A literary engineer? That's what best describes a U-M chemical engineering senior who is preparing to spend a year in London studying literary composition.

Kyle Allison will exchange formulas and compounds for form and composition this fall on a scholarship that rewards outstanding writers in the College of Engineering (CoE).

Allison, 21, wrote the winning essay for this year's Roger M. Jones Fellowship Abroad, an all-expenses paid scholarship that allows engineering seniors interested in humanities to study abroad for a year. He will focus on creative writing, modern literature or a combination of the two, he says.

Though the relationship between engineering and literature isn't a linear progression, "studying literature really helps us understand who we are as people and how we fit in," Allison says, adding that this understanding may feed into his future work as an engineer.

Jeanne Murabito, managing director for undergraduate education, suspects this type of fellowship is unique to U-M engineering, and says it's rooted in history.

"The College of Engineering used to have a full-blown humanities program, which evolved into the technical communications program," Murabito says. "I think there is a long tradition of humanities in this college and this is one way we recognize that."

The Roger M. Jones Memorial Fund was established in 1977 to honor a professor who was committed to teaching his engineering students about literature and poetry. Initially the fund supported the Roger M. Jones Poetry Prize, which awards student poetry within CoE. Upon her death, Jones' widow, Pauline, bequeathed her estate to the memorial fund, which now also supports the yearlong fellowship at a cost of about $40,000.

In 2005 Thom Rainwater, who graduated last May from electrical engineering, won both the Poetry Prize and the Jones Fellowship. He chose to study poetry and Scottish verse in St. Andrews, Scotland.

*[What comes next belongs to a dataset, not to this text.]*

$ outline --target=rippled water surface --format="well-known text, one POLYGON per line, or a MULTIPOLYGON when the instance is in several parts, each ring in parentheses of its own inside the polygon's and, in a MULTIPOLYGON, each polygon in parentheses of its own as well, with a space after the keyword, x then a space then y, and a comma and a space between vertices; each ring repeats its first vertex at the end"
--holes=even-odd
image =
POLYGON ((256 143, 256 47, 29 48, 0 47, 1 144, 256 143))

"Poetry and engineering are both exercises in discovering and employing patterns ... " Rainwater wrote in an e-mail from St. Andrews. "While engineering tends to be objective, because of its reliance on the language of math, which is itself objective, poetry tends to be perceived as subjective, fluctuating and interpretable, due to its reliance on the subjectivity of language. I like to meddle with these two perceptions and believe that neither is wholly objective or subjective."